Da ein kompetitiver Immunoassay verwendet wurde, veränderten sich die Konzentrationen der Komplement-Peptide (C5a und C3a) reziprok zu den Zählimpulsen (counts). Die gemessenen Zählimpulse (counts bound, CB) für eine Probe wurden als die gesamten Zählimpulse (in counts pro Minute, cpm), gemessen im Pellet, definiert.

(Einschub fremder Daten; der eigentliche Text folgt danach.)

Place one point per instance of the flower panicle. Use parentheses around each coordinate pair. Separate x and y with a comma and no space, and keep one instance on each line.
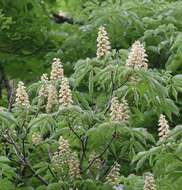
(149,182)
(119,111)
(43,92)
(113,176)
(65,95)
(103,44)
(36,138)
(52,98)
(74,167)
(163,127)
(137,58)
(57,71)
(22,98)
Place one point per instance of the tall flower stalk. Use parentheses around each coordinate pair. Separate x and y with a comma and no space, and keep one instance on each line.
(163,127)
(52,98)
(65,95)
(119,111)
(137,57)
(22,98)
(103,44)
(149,183)
(57,71)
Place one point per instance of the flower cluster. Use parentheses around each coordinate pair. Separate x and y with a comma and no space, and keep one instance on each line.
(43,92)
(137,57)
(149,183)
(21,96)
(74,167)
(103,44)
(57,71)
(52,98)
(97,162)
(113,176)
(65,95)
(36,138)
(119,111)
(163,127)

Die y-Achse in 29 repräsentiert die Fraktions-Inhibition. Die Fraktions-Inhibition entspricht den gemessenen Zählimpulsen (CB) für eine „Probe" minus den CB der „Probe mit sCR1", geteilt durch die CB der "Kontrolle ohne IgG " minus den CB der" Probe ohne sCR1".
13.3.2. Ergebnisse
Die Aktivität von gereinigtem sCR1 wurde überprüft, indem dessen Fähigkeit zur Inhibition der C5a-und C3a-Bildung in einer aktivierten humanen Serum-Probe getestet wurde. Wie in 29 gezeigt, war gereinigtes sCR1 unter den getesteten Bedingungen zur maximalen Inhibition der C5a-Produktion um 100% und der C3a-Produktion um 60% befähigt. Eine 50%ige Inhibition der Produktion wurde für C5a bei einer sCR1-Konzentration von 5 μg/ml und für C3a bei sCR1-Konzentrationen von 15–20 μg/ml beobachtet. Diese Daten legen nahe, dass rekombinantes sCR1 die C5-Convertase effizienter inhibiert als die C3-Convertase.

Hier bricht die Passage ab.